SARS-CoV-2 is a close cousin of the SARS-CoV-1 virus, which caused the SARS epidemic in 2002. At that time, many groups around the world were working on understanding this virus. However, until the mechanisms of action of the virus causing COVID-19 are understood, it is not known which SARS research can be used directly, for example in the research on a new drug or retargeting (searching for new applications) of already known drugs.

Drąg said: “We have now been able to compare PLpro proteases from the 'old' and the 'new' SARS-CoV viruses. We have shown that they are very similar in the specificity of substrate binding, and this is key information in terms of their activity. This means that all information obtained over many years of research on the previous SARS can be immediately used in SARS-CoV-2 research.”

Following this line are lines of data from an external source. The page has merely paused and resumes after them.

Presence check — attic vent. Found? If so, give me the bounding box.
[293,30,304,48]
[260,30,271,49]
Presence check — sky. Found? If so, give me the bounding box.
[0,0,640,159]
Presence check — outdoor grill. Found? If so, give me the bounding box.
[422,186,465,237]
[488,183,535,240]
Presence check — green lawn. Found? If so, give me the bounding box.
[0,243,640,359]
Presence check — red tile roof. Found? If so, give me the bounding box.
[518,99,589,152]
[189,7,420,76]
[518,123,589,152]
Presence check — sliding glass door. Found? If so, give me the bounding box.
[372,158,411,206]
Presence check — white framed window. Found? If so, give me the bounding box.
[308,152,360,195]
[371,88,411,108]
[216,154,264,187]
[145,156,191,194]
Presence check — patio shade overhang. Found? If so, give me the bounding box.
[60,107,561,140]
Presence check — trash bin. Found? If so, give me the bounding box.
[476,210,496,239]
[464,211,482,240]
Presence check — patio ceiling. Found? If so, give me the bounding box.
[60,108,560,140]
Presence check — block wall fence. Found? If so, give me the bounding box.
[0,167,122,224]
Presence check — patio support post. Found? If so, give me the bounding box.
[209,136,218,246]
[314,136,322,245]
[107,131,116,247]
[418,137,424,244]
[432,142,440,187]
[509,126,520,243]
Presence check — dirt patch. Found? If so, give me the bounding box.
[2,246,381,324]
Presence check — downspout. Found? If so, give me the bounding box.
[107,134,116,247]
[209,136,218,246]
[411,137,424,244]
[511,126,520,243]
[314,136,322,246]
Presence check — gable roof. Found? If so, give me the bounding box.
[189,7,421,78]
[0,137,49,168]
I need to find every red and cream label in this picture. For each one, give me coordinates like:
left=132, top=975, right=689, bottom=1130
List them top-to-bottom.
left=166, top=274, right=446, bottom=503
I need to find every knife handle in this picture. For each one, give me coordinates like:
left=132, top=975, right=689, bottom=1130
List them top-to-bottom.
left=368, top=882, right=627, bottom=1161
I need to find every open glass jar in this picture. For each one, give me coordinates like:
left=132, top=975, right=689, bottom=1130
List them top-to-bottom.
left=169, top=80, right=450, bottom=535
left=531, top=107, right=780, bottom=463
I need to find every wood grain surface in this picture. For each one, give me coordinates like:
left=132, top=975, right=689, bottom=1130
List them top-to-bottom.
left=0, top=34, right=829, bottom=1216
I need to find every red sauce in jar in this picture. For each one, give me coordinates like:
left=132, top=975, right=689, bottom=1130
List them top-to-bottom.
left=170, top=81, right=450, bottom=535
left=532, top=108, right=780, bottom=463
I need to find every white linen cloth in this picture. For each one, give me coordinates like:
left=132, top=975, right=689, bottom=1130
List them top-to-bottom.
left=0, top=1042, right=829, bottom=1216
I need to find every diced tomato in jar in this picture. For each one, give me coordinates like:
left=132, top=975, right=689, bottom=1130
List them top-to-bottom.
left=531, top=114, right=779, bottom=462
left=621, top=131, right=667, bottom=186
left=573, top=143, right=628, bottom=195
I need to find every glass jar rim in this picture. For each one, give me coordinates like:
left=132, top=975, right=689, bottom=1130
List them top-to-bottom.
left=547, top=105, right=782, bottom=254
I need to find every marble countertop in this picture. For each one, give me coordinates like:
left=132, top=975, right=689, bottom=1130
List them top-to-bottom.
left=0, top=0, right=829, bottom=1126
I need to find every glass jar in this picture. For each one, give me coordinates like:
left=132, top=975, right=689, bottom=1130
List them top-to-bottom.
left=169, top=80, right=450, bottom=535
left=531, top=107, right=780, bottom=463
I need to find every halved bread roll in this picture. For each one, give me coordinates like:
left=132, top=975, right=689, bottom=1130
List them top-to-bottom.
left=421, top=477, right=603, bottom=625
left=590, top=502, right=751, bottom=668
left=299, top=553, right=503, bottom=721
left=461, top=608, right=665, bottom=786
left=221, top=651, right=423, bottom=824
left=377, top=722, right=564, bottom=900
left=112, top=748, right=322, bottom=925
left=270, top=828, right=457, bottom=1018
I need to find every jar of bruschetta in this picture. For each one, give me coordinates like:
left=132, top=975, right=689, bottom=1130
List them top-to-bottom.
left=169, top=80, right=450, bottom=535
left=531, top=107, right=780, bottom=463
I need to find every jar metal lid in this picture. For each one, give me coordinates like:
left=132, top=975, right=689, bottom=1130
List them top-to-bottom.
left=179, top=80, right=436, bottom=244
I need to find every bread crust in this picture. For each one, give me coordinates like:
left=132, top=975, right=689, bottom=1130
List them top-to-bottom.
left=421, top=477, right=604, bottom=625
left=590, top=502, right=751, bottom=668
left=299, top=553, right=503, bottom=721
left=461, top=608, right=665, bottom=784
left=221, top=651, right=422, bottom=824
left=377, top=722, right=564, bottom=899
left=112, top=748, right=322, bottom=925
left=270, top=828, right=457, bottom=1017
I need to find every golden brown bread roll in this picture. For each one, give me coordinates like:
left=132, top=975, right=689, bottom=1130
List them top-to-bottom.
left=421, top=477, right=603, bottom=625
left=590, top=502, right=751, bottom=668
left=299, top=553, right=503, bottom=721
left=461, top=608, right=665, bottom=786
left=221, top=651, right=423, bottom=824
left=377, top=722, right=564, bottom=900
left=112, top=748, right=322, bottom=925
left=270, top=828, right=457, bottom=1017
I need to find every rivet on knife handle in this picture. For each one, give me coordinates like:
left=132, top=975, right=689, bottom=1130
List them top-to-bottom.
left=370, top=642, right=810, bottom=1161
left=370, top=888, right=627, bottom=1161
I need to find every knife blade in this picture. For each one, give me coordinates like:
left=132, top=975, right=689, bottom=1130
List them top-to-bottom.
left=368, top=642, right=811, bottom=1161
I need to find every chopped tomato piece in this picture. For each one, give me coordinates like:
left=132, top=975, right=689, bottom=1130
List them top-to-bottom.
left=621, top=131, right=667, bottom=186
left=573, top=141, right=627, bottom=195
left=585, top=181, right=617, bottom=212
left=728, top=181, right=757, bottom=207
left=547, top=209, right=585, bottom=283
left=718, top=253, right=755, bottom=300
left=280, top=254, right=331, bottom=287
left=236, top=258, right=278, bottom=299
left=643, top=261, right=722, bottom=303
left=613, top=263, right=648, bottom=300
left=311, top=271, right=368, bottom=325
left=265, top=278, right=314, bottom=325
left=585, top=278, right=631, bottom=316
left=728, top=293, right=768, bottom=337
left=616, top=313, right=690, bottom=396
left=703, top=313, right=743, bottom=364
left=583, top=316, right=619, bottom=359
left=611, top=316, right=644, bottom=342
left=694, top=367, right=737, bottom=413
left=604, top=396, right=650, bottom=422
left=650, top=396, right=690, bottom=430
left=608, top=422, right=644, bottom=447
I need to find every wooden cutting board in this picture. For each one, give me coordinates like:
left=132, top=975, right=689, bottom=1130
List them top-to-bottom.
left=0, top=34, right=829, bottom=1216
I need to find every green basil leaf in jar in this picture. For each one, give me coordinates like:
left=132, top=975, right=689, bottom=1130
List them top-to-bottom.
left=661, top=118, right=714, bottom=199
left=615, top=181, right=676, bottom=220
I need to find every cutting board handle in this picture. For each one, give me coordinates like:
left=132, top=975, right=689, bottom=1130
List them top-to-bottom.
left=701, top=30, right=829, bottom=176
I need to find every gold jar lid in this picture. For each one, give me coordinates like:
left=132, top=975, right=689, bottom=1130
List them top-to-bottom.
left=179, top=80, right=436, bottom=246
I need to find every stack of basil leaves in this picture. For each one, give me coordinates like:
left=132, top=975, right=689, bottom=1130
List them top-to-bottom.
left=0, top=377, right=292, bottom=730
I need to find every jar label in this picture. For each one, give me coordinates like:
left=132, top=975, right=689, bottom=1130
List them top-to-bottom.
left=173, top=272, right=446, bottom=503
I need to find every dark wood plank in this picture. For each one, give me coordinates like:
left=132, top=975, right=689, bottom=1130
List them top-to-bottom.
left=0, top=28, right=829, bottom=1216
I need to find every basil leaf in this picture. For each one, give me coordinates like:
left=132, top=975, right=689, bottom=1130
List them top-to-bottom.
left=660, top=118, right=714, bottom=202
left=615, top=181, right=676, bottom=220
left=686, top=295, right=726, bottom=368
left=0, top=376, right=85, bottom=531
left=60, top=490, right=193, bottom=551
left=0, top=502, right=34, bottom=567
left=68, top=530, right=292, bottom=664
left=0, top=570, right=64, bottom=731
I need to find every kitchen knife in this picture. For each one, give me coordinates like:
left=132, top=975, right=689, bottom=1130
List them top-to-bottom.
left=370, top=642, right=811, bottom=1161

SARS-CoV-2 consists of 29 different proteins, including two proteases: SARS-CoV-Mpro and SARS-CoV-2-PLpro. Proteases are considered to be a difficult but very good target for drugs. For example, some HIV, hepatitis C, type 2 diabetes mellitus and new generation anti-cancer drugs are based on proteases.

The SARS-Cov-2-PLpro protease studied by Professor Drąg is not only necessary for virus replication, but also blocks the body's defence mechanism against this pathogen. This enzyme stops the mechanisms leading to the death of the infected cell. 

He said: “Coronavirus uses the enzyme to deceive human cells, and can thus replicate and create a huge number of copies,” adding that blocking this protein could help the body fight the virus.

An article with the research results is under review, but the publication preprint is available to everyone online free of charge.

Several research groups from the US also participated in the research on SARS-Cov-2-PLpro. In addition to the group of Professor Shaun Olsena (Medical University of South Carolina/University of Texas Health Science Center at San Antonio), they were Professor Tony Huang and Dr. Miklos Bekes (New York University School of Medicine) and Scott Snipas (Sanford Burnham Prebys Medical Discovery Institute, California).